Mientras atravesaba los pasillos del hospital, el deseo de llegar cuanto
antes a la sala de maternidad le trajo, vívido, el recuerdo de su amiga Isabel.
Sus vidas tan opuestas se habían cruzado un día y sólo la sensibilidad de ambas pudo trenzar un
camino de amistad que las uniría mientras anduviesen por la vida.
Isabel fue la tercera de once
hermanos de padres distintos. Había nacido en un barrio pobre, más allá de las veredas embaldosadas y las
calles con asfalto de los barrios obreros.
Allí, donde se hacinan las casillas
de lata como protegiéndose unas a otras
de las lluvias, los fríos invernales y
la indiferencia. En una faja de tierra ruin y agreste, buena para nada, con
gurises barrigones jugando en las calles de tierra y perros famélicos echados
al sol.
A su madre,
nacida en pueblito del
interior, la trajo un día un matrimonio
joven, hijos de estancieros, para trabajar en su casa de criadita cuando
aún no había cumplido los doce años. Antes de los catorce quedó embarazada de
uno de los hijos del matrimonio. De modo que la familia, para evitar el
escándalo, decidió que no podía tener en la casa una chica tan descocada. Sólo
por humanidad, le permitieron quedarse en la pieza del fondo, hasta que naciera
el niño. Y una tarde con el hijo envuelto en un rebozo y un atado con su
ropa, subrepticiamente, la echaron a la calle.
Allí empezó su peregrinación y su
bajar de los barrios altos, con vista al Río de la Plata , hacia los barrios
bajos más allá de la bahía. Al principio le dio cobijo un muchacho muy joven
que trabajaba en un almacén; le hizo una casilla y tres hijos, pero un día
descubrió que el amor es efímero y que a la pasión la mata el llanto de cuatro
gurises con hambre, cuando la plata brilla por su ausencia. Le faltó coraje
para enfrentar la situación que ayudó a crear, por lo que, antes de cumplir los
veinte años, abandonó la casilla, su mujer, sus hijos y el barrio de las latas.
Después, mientras fue joven, sana y
trabajadora, no le faltó quien se le arrimara con promesas o con embustes, y
ella aceptara. Con cama adentro, o con cama afuera, con la ilusa esperanza de
formar una familia estable.
Y así fue coleccionando hombres que
pasaron por su cuerpo y la sembraron de hijos que mamaron de sus pechos y la
secaron en vida, consumiéndola, luego de vivir once años embarazada y cumplir
sus veintiséis de vida rodeada de once hijos pero sin hombre.
A la edad en que muchas mujeres
comienzan a disfrutar de su maternidad ella ya estaba de vuelta, cansada de
parir, de amar y ser usada. Harta de
limpiar casas ajenas para darles a sus hijos de mal comer.

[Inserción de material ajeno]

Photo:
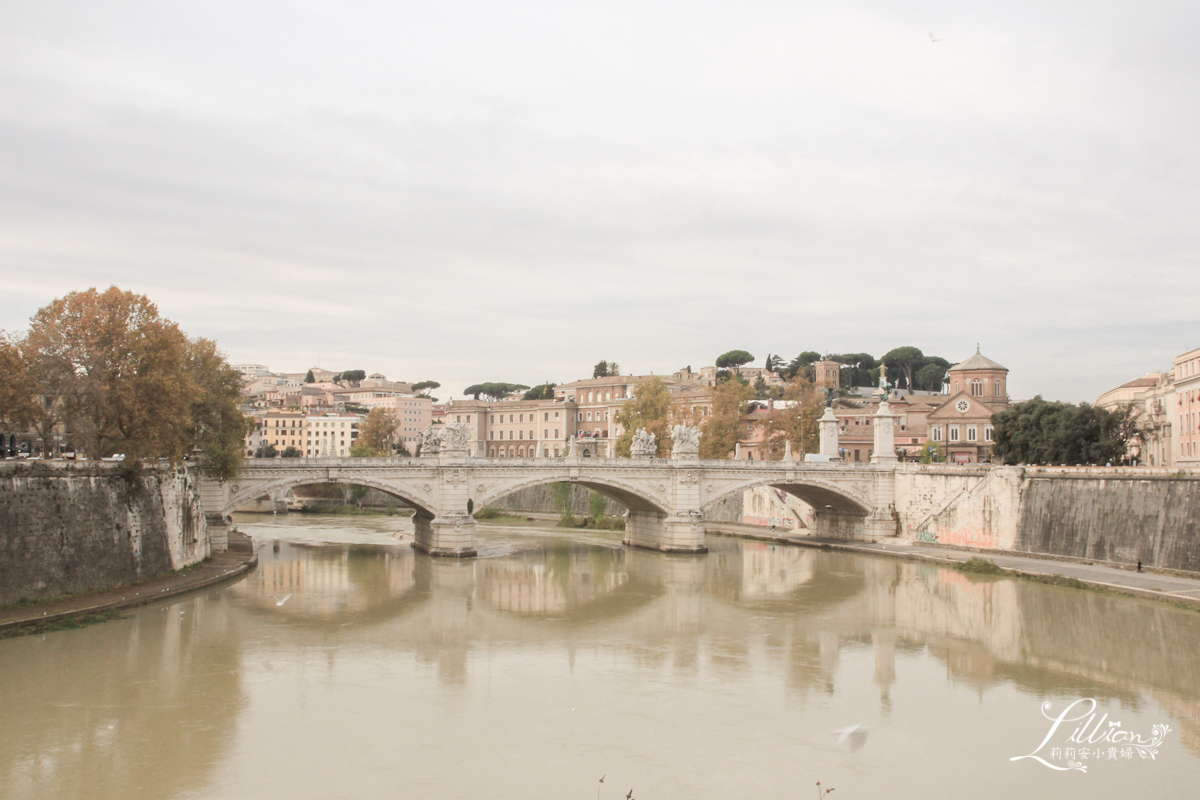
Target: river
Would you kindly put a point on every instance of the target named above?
(348, 666)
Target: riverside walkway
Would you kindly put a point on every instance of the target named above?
(1153, 585)
(220, 569)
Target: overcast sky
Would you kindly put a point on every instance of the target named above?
(513, 191)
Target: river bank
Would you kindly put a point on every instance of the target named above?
(99, 606)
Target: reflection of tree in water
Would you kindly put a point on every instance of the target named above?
(138, 708)
(353, 583)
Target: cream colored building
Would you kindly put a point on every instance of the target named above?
(1186, 409)
(1152, 396)
(963, 421)
(520, 428)
(330, 434)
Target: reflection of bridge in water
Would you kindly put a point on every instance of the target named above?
(666, 499)
(798, 605)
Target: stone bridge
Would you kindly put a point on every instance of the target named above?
(666, 497)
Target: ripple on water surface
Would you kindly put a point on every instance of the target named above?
(348, 665)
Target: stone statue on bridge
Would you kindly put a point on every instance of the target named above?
(687, 439)
(643, 445)
(427, 441)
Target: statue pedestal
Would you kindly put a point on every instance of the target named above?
(828, 425)
(885, 435)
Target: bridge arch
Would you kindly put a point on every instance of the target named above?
(822, 495)
(409, 494)
(628, 493)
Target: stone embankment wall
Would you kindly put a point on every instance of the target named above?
(1122, 516)
(67, 528)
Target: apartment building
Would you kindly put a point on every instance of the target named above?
(1187, 409)
(330, 434)
(516, 428)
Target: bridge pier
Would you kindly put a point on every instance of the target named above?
(679, 533)
(450, 535)
(451, 531)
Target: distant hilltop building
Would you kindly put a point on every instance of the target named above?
(1167, 407)
(978, 388)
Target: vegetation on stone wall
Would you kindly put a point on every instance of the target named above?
(124, 379)
(1039, 432)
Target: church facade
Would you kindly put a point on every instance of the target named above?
(961, 423)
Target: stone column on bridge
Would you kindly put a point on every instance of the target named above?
(215, 494)
(885, 435)
(682, 530)
(451, 533)
(882, 521)
(828, 425)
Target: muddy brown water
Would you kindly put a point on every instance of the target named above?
(348, 666)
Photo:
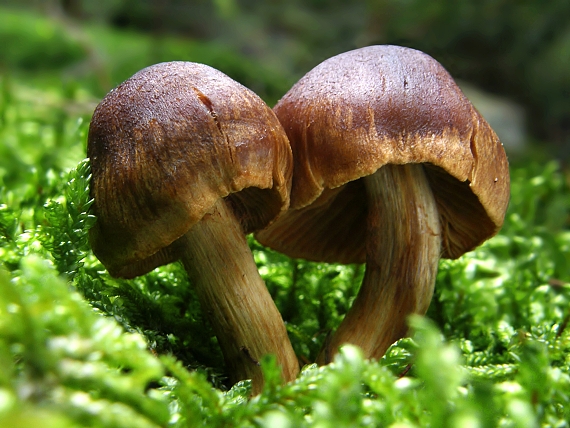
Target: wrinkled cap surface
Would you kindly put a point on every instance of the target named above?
(165, 146)
(381, 105)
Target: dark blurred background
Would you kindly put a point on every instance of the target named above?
(512, 57)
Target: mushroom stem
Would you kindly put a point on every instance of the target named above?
(234, 298)
(403, 248)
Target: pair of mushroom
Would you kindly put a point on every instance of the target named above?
(374, 156)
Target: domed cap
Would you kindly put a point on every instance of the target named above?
(381, 105)
(164, 147)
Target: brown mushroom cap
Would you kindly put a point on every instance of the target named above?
(164, 147)
(381, 105)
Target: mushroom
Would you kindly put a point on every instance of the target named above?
(185, 162)
(394, 167)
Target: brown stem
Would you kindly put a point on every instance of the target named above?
(403, 247)
(234, 298)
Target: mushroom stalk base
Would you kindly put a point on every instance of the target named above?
(403, 247)
(234, 298)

Cansada de un
cansancio que le nacía de adentro, de sus entrañas. Conciente de que, perdida
su frescura y su juventud y con once
hijos que alimentar, jamás encontraría un hombre que la amara por ella misma.
ll
Así creció Isabel, ayudando a criar a sus hermanos entre las
idas y venidas a la escuela, fregando pisos y haciendo mandados a las familias
del barrio asfaltado. Y al igual que su madre, antes de que sus caderas se
redondearan y los senos se pronunciaran bajo su blusa, ya el primer hijo se
anunció en su vientre. Y cuando nació, el niño fue para ella un hermanito más
para criar y no se sintió ni triste ni
contenta, porque todo era así en
su mundo y ella lo veía natural. Hasta que un día conoció a un muchacho que por
primera vez le habló de amor y, seducida, sin pensar en nada pues no tenía en
qué pensar ni qué perder, se despidió de su familia y se fue a vivir con él.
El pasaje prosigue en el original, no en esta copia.